It probably depends on the duration of the outage. I'd expect they have some storage, and if they plan on having the compressor plant down for longer that that can manage they'll bring in tanks.
This isn’t very big news. Issues occur during bring-up often. Linde’s processes are possibly so power intensive that failing over to generator power is not possible. TSMC is right to put Linde on notice since Linde should have a PFMEA and control plan to eliminate any root causes for downtime. I suspect in the long term TSMC has plans to insource this if the issue persists. Scrap happens sometimes during manufacturing, if the writer only has journalism experience and no manufacturing experience then they may not have a conceptual understanding of acceptable first pass yield. After all, the TSMC logo features failing parts!
In many ways I agree with you, but the problem statement (constrained/exhausted gas supply from vendor) makes it seems like this was not just line down, but the whole factory stopped for a few hours. Line down is a miserable migrane but still managable... while a whole factory stoppage makes a lobotomy seem like a good idea. It also sounds like there was not enough forewarning to park critical customer wafers in a "safe" stage of the process.
Even so, I also would still call this another monday at a semiconductor factory. Welcome! Here we play a nearly endless game of whack-a-mole. Here's your mallet and your towel. Now whack enough of the moles hard enough until they stop coming back (at least through the same holes). Beware the alpha moles.
By any road, I am surprised to see even this high-level perspective on a quality event disclosed to the mainstream public; I thought this was not standard practice. I enjoyed the read.
The opening paragraph feels a bit pearl clutching to me.
> the company had to scrap thousands of wafers that were in production for clients at the site which include Apple, Nvidia, and AMD.
Eh. So what? I am sure scrap thousands of wafers for all kinds of other reasons. I would be better to know the cost per hour of a total plant shutdown. (Of course, I'm sure the author doesn't have this information.)
> After all, the TSMC logo features failing parts!
Normally a wafer would have die-sized spaces for test structures used for optical, electrical, chemical and other tests. Think the TV test card https://en.wikipedia.org/wiki/Test_card
> forcing the facility to shut down for at least a few hours
> As a result, the company had to scrap thousands of wafers
Anything involving wet chemistry, photoresist, furnaces, etc. is very time-constrained. You can't let wafers sit around indefinitely. Certain process steps must be followed up very quickly to avoid scrap.
This is why you dont see redundant power for manufacturing lines. A 3nm line needs hundreds of megawatts to operate. You cant clear queued lots without a fully functional line. There's not much you could save by keeping part of the line operational.
Some mods in modded minecraft had that and it's a very punishing mechanic unless implemented well.

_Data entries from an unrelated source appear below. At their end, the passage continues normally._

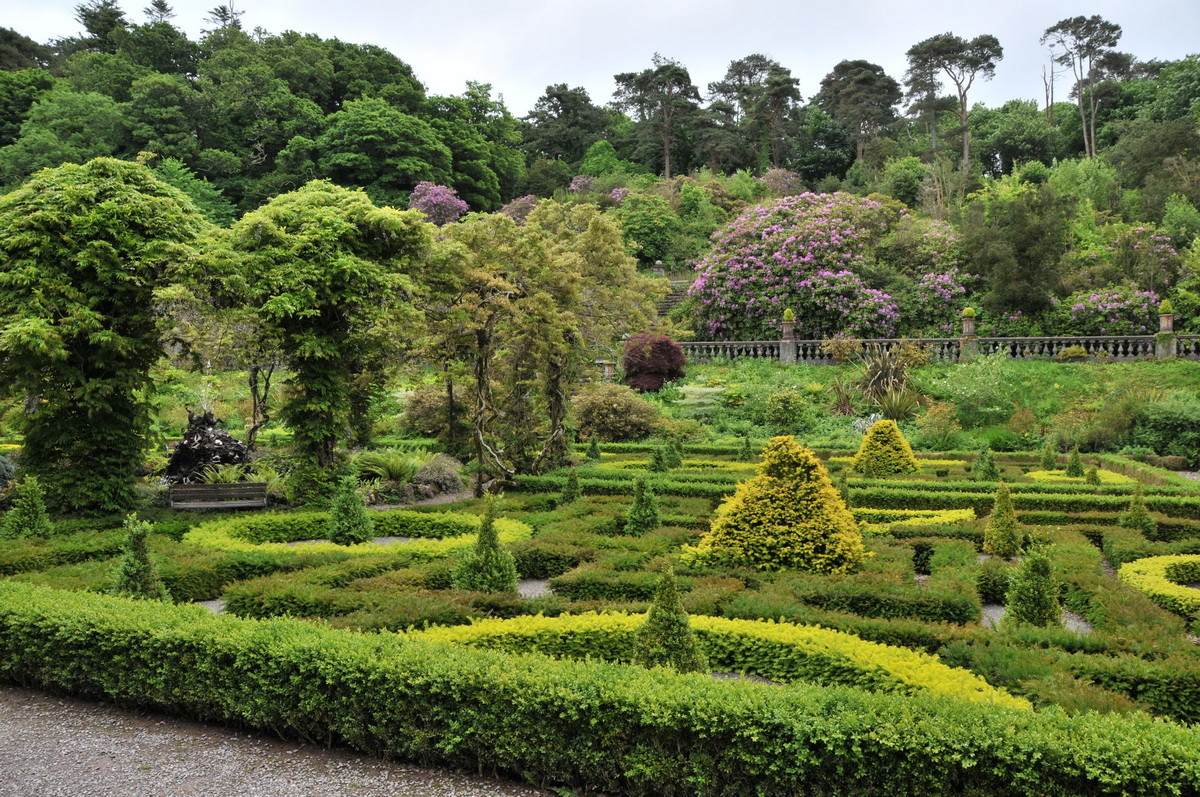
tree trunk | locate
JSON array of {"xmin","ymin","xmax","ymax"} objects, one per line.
[
  {"xmin": 959, "ymin": 97, "xmax": 970, "ymax": 174},
  {"xmin": 244, "ymin": 362, "xmax": 275, "ymax": 451},
  {"xmin": 532, "ymin": 358, "xmax": 570, "ymax": 473},
  {"xmin": 444, "ymin": 373, "xmax": 459, "ymax": 454},
  {"xmin": 662, "ymin": 130, "xmax": 672, "ymax": 179}
]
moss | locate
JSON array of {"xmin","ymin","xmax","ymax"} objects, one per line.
[{"xmin": 852, "ymin": 420, "xmax": 919, "ymax": 476}]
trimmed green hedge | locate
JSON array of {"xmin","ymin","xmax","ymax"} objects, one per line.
[{"xmin": 2, "ymin": 582, "xmax": 1199, "ymax": 795}]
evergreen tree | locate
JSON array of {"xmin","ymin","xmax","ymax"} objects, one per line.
[
  {"xmin": 737, "ymin": 435, "xmax": 755, "ymax": 462},
  {"xmin": 648, "ymin": 446, "xmax": 670, "ymax": 473},
  {"xmin": 665, "ymin": 437, "xmax": 684, "ymax": 469},
  {"xmin": 327, "ymin": 475, "xmax": 375, "ymax": 545},
  {"xmin": 560, "ymin": 468, "xmax": 581, "ymax": 504},
  {"xmin": 451, "ymin": 499, "xmax": 518, "ymax": 592},
  {"xmin": 1118, "ymin": 485, "xmax": 1158, "ymax": 536},
  {"xmin": 633, "ymin": 569, "xmax": 708, "ymax": 673},
  {"xmin": 836, "ymin": 469, "xmax": 852, "ymax": 509},
  {"xmin": 108, "ymin": 514, "xmax": 170, "ymax": 601},
  {"xmin": 1040, "ymin": 440, "xmax": 1058, "ymax": 471},
  {"xmin": 624, "ymin": 476, "xmax": 661, "ymax": 534},
  {"xmin": 1065, "ymin": 447, "xmax": 1085, "ymax": 478},
  {"xmin": 852, "ymin": 419, "xmax": 919, "ymax": 476},
  {"xmin": 0, "ymin": 475, "xmax": 53, "ymax": 540},
  {"xmin": 586, "ymin": 434, "xmax": 602, "ymax": 462},
  {"xmin": 1005, "ymin": 548, "xmax": 1060, "ymax": 627},
  {"xmin": 974, "ymin": 445, "xmax": 1000, "ymax": 481},
  {"xmin": 1085, "ymin": 465, "xmax": 1101, "ymax": 486},
  {"xmin": 983, "ymin": 482, "xmax": 1022, "ymax": 558}
]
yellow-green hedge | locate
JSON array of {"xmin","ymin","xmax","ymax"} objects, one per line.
[
  {"xmin": 854, "ymin": 508, "xmax": 976, "ymax": 534},
  {"xmin": 1026, "ymin": 469, "xmax": 1137, "ymax": 485},
  {"xmin": 851, "ymin": 420, "xmax": 920, "ymax": 476},
  {"xmin": 414, "ymin": 612, "xmax": 1028, "ymax": 709},
  {"xmin": 1118, "ymin": 555, "xmax": 1200, "ymax": 616},
  {"xmin": 183, "ymin": 510, "xmax": 532, "ymax": 558}
]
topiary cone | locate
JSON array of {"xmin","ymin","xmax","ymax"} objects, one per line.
[
  {"xmin": 633, "ymin": 568, "xmax": 708, "ymax": 673},
  {"xmin": 852, "ymin": 419, "xmax": 919, "ymax": 476},
  {"xmin": 983, "ymin": 481, "xmax": 1021, "ymax": 559}
]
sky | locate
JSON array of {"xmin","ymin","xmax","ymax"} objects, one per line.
[{"xmin": 5, "ymin": 0, "xmax": 1200, "ymax": 116}]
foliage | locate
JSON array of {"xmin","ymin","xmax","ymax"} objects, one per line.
[
  {"xmin": 407, "ymin": 181, "xmax": 468, "ymax": 225},
  {"xmin": 622, "ymin": 333, "xmax": 686, "ymax": 392},
  {"xmin": 0, "ymin": 158, "xmax": 211, "ymax": 514},
  {"xmin": 354, "ymin": 449, "xmax": 427, "ymax": 485},
  {"xmin": 915, "ymin": 403, "xmax": 962, "ymax": 450},
  {"xmin": 1041, "ymin": 441, "xmax": 1059, "ymax": 471},
  {"xmin": 499, "ymin": 194, "xmax": 539, "ymax": 225},
  {"xmin": 0, "ymin": 477, "xmax": 52, "ymax": 541},
  {"xmin": 820, "ymin": 335, "xmax": 864, "ymax": 364},
  {"xmin": 572, "ymin": 383, "xmax": 660, "ymax": 442},
  {"xmin": 1053, "ymin": 286, "xmax": 1160, "ymax": 336},
  {"xmin": 1005, "ymin": 548, "xmax": 1060, "ymax": 627},
  {"xmin": 613, "ymin": 193, "xmax": 679, "ymax": 265},
  {"xmin": 698, "ymin": 436, "xmax": 867, "ymax": 572},
  {"xmin": 852, "ymin": 420, "xmax": 919, "ymax": 476},
  {"xmin": 108, "ymin": 514, "xmax": 170, "ymax": 601},
  {"xmin": 560, "ymin": 469, "xmax": 581, "ymax": 504},
  {"xmin": 648, "ymin": 447, "xmax": 670, "ymax": 473},
  {"xmin": 1118, "ymin": 486, "xmax": 1158, "ymax": 536},
  {"xmin": 1118, "ymin": 554, "xmax": 1200, "ymax": 617},
  {"xmin": 327, "ymin": 476, "xmax": 376, "ymax": 546},
  {"xmin": 974, "ymin": 446, "xmax": 1000, "ymax": 481},
  {"xmin": 451, "ymin": 499, "xmax": 518, "ymax": 593},
  {"xmin": 623, "ymin": 477, "xmax": 662, "ymax": 534},
  {"xmin": 1066, "ymin": 447, "xmax": 1085, "ymax": 478},
  {"xmin": 413, "ymin": 454, "xmax": 464, "ymax": 494},
  {"xmin": 633, "ymin": 569, "xmax": 708, "ymax": 673},
  {"xmin": 586, "ymin": 435, "xmax": 602, "ymax": 462},
  {"xmin": 982, "ymin": 482, "xmax": 1021, "ymax": 559},
  {"xmin": 737, "ymin": 436, "xmax": 755, "ymax": 462},
  {"xmin": 0, "ymin": 455, "xmax": 14, "ymax": 487}
]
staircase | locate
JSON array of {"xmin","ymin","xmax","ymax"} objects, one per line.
[{"xmin": 656, "ymin": 280, "xmax": 691, "ymax": 317}]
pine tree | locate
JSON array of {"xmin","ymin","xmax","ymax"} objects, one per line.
[
  {"xmin": 1065, "ymin": 447, "xmax": 1084, "ymax": 478},
  {"xmin": 737, "ymin": 435, "xmax": 754, "ymax": 462},
  {"xmin": 665, "ymin": 437, "xmax": 684, "ymax": 469},
  {"xmin": 451, "ymin": 499, "xmax": 518, "ymax": 592},
  {"xmin": 648, "ymin": 446, "xmax": 670, "ymax": 472},
  {"xmin": 1005, "ymin": 548, "xmax": 1060, "ymax": 627},
  {"xmin": 633, "ymin": 569, "xmax": 708, "ymax": 673},
  {"xmin": 109, "ymin": 514, "xmax": 170, "ymax": 601},
  {"xmin": 1118, "ymin": 485, "xmax": 1158, "ymax": 537},
  {"xmin": 1040, "ymin": 440, "xmax": 1058, "ymax": 471},
  {"xmin": 624, "ymin": 476, "xmax": 661, "ymax": 534},
  {"xmin": 974, "ymin": 446, "xmax": 1000, "ymax": 481},
  {"xmin": 586, "ymin": 435, "xmax": 602, "ymax": 462},
  {"xmin": 327, "ymin": 475, "xmax": 375, "ymax": 545},
  {"xmin": 983, "ymin": 482, "xmax": 1022, "ymax": 558},
  {"xmin": 560, "ymin": 468, "xmax": 581, "ymax": 504},
  {"xmin": 0, "ymin": 475, "xmax": 53, "ymax": 540},
  {"xmin": 1085, "ymin": 465, "xmax": 1101, "ymax": 486}
]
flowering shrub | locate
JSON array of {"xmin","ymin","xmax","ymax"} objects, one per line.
[
  {"xmin": 875, "ymin": 215, "xmax": 963, "ymax": 277},
  {"xmin": 902, "ymin": 269, "xmax": 980, "ymax": 334},
  {"xmin": 1053, "ymin": 285, "xmax": 1159, "ymax": 335},
  {"xmin": 408, "ymin": 182, "xmax": 468, "ymax": 226},
  {"xmin": 610, "ymin": 187, "xmax": 631, "ymax": 205},
  {"xmin": 758, "ymin": 168, "xmax": 806, "ymax": 197},
  {"xmin": 499, "ymin": 195, "xmax": 539, "ymax": 225},
  {"xmin": 568, "ymin": 175, "xmax": 595, "ymax": 194},
  {"xmin": 689, "ymin": 192, "xmax": 901, "ymax": 339}
]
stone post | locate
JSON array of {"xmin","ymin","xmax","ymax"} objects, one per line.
[
  {"xmin": 780, "ymin": 310, "xmax": 797, "ymax": 365},
  {"xmin": 602, "ymin": 361, "xmax": 617, "ymax": 381},
  {"xmin": 959, "ymin": 307, "xmax": 978, "ymax": 363},
  {"xmin": 1156, "ymin": 302, "xmax": 1177, "ymax": 359}
]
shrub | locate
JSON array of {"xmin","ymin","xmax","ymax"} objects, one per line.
[
  {"xmin": 560, "ymin": 469, "xmax": 581, "ymax": 504},
  {"xmin": 983, "ymin": 483, "xmax": 1022, "ymax": 559},
  {"xmin": 614, "ymin": 193, "xmax": 679, "ymax": 265},
  {"xmin": 1055, "ymin": 345, "xmax": 1089, "ymax": 363},
  {"xmin": 499, "ymin": 194, "xmax": 539, "ymax": 225},
  {"xmin": 572, "ymin": 383, "xmax": 660, "ymax": 442},
  {"xmin": 401, "ymin": 383, "xmax": 472, "ymax": 449},
  {"xmin": 1041, "ymin": 441, "xmax": 1058, "ymax": 471},
  {"xmin": 697, "ymin": 437, "xmax": 867, "ymax": 573},
  {"xmin": 624, "ymin": 477, "xmax": 661, "ymax": 535},
  {"xmin": 0, "ymin": 476, "xmax": 52, "ymax": 540},
  {"xmin": 765, "ymin": 389, "xmax": 810, "ymax": 432},
  {"xmin": 665, "ymin": 438, "xmax": 684, "ymax": 469},
  {"xmin": 0, "ymin": 454, "xmax": 15, "ymax": 487},
  {"xmin": 108, "ymin": 514, "xmax": 170, "ymax": 602},
  {"xmin": 1066, "ymin": 447, "xmax": 1084, "ymax": 478},
  {"xmin": 407, "ymin": 182, "xmax": 468, "ymax": 226},
  {"xmin": 622, "ymin": 333, "xmax": 686, "ymax": 393},
  {"xmin": 450, "ymin": 500, "xmax": 518, "ymax": 593},
  {"xmin": 1085, "ymin": 466, "xmax": 1101, "ymax": 487},
  {"xmin": 915, "ymin": 403, "xmax": 962, "ymax": 450},
  {"xmin": 852, "ymin": 420, "xmax": 919, "ymax": 477},
  {"xmin": 820, "ymin": 335, "xmax": 864, "ymax": 364},
  {"xmin": 1004, "ymin": 548, "xmax": 1060, "ymax": 627},
  {"xmin": 1118, "ymin": 486, "xmax": 1158, "ymax": 536},
  {"xmin": 413, "ymin": 454, "xmax": 464, "ymax": 494},
  {"xmin": 648, "ymin": 447, "xmax": 670, "ymax": 473},
  {"xmin": 327, "ymin": 476, "xmax": 375, "ymax": 546},
  {"xmin": 1053, "ymin": 285, "xmax": 1160, "ymax": 336},
  {"xmin": 633, "ymin": 569, "xmax": 708, "ymax": 673},
  {"xmin": 974, "ymin": 446, "xmax": 1000, "ymax": 482},
  {"xmin": 586, "ymin": 435, "xmax": 602, "ymax": 462}
]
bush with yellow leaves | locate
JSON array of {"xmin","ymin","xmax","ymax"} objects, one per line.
[
  {"xmin": 694, "ymin": 436, "xmax": 867, "ymax": 573},
  {"xmin": 852, "ymin": 419, "xmax": 919, "ymax": 476}
]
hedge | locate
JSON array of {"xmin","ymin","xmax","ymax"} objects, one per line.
[
  {"xmin": 413, "ymin": 613, "xmax": 1027, "ymax": 708},
  {"xmin": 849, "ymin": 486, "xmax": 1200, "ymax": 518},
  {"xmin": 2, "ymin": 582, "xmax": 1199, "ymax": 795},
  {"xmin": 1118, "ymin": 555, "xmax": 1200, "ymax": 617}
]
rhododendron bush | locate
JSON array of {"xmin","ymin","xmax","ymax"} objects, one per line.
[
  {"xmin": 1052, "ymin": 285, "xmax": 1160, "ymax": 336},
  {"xmin": 688, "ymin": 192, "xmax": 905, "ymax": 339}
]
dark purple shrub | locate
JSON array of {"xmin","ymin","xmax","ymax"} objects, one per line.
[
  {"xmin": 408, "ymin": 182, "xmax": 469, "ymax": 226},
  {"xmin": 622, "ymin": 333, "xmax": 687, "ymax": 393}
]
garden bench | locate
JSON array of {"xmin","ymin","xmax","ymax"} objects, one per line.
[{"xmin": 169, "ymin": 482, "xmax": 268, "ymax": 511}]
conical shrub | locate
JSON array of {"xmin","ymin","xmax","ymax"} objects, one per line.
[
  {"xmin": 852, "ymin": 419, "xmax": 919, "ymax": 476},
  {"xmin": 648, "ymin": 446, "xmax": 670, "ymax": 473},
  {"xmin": 1085, "ymin": 465, "xmax": 1101, "ymax": 486},
  {"xmin": 974, "ymin": 446, "xmax": 1000, "ymax": 481},
  {"xmin": 665, "ymin": 438, "xmax": 684, "ymax": 469},
  {"xmin": 1040, "ymin": 441, "xmax": 1058, "ymax": 471},
  {"xmin": 0, "ymin": 475, "xmax": 53, "ymax": 540},
  {"xmin": 1118, "ymin": 485, "xmax": 1157, "ymax": 536},
  {"xmin": 624, "ymin": 476, "xmax": 661, "ymax": 534},
  {"xmin": 560, "ymin": 468, "xmax": 581, "ymax": 504},
  {"xmin": 586, "ymin": 435, "xmax": 602, "ymax": 462},
  {"xmin": 1005, "ymin": 548, "xmax": 1060, "ymax": 627},
  {"xmin": 836, "ymin": 469, "xmax": 852, "ymax": 509},
  {"xmin": 700, "ymin": 436, "xmax": 867, "ymax": 573},
  {"xmin": 451, "ymin": 499, "xmax": 518, "ymax": 592},
  {"xmin": 633, "ymin": 569, "xmax": 708, "ymax": 673},
  {"xmin": 1065, "ymin": 447, "xmax": 1084, "ymax": 478},
  {"xmin": 109, "ymin": 514, "xmax": 170, "ymax": 601},
  {"xmin": 327, "ymin": 475, "xmax": 375, "ymax": 545},
  {"xmin": 737, "ymin": 435, "xmax": 755, "ymax": 462},
  {"xmin": 982, "ymin": 481, "xmax": 1021, "ymax": 559}
]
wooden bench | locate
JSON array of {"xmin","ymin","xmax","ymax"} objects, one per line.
[{"xmin": 169, "ymin": 482, "xmax": 268, "ymax": 510}]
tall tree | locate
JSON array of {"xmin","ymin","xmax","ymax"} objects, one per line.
[
  {"xmin": 817, "ymin": 60, "xmax": 901, "ymax": 162},
  {"xmin": 522, "ymin": 84, "xmax": 610, "ymax": 165},
  {"xmin": 1041, "ymin": 15, "xmax": 1123, "ymax": 158},
  {"xmin": 709, "ymin": 54, "xmax": 801, "ymax": 169},
  {"xmin": 613, "ymin": 54, "xmax": 700, "ymax": 179},
  {"xmin": 0, "ymin": 158, "xmax": 212, "ymax": 513},
  {"xmin": 0, "ymin": 28, "xmax": 53, "ymax": 70},
  {"xmin": 905, "ymin": 33, "xmax": 1003, "ymax": 172}
]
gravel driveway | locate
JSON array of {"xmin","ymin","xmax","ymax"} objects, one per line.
[{"xmin": 0, "ymin": 685, "xmax": 550, "ymax": 797}]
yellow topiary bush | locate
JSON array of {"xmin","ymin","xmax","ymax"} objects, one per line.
[
  {"xmin": 852, "ymin": 419, "xmax": 919, "ymax": 476},
  {"xmin": 693, "ymin": 436, "xmax": 868, "ymax": 573}
]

It eats all of your power and usually also very expensive items very quickly usually. Assume you have like 600RF/tick generated, common with certain generator constellations. 1 tick - 1024 RF and one input consumed, crafting fails due to not enough power. 1 tick wait, 1 tick, 1024 RF and one input consumed, ... This can void 10+ items / second, which can hurt very badly. Even for common items in fact.
It also tends to kick you while you're down, because it only kicks in if everything else is already failing. Then the only thing to continue functioning is the thing voiding your energy and your expensive items. Or even worse, if you did one miscalculation about your power grid, and then all of your resources are gone, often before you can react.
It can be interesting in the right packs, but it is Gregtech level hardness.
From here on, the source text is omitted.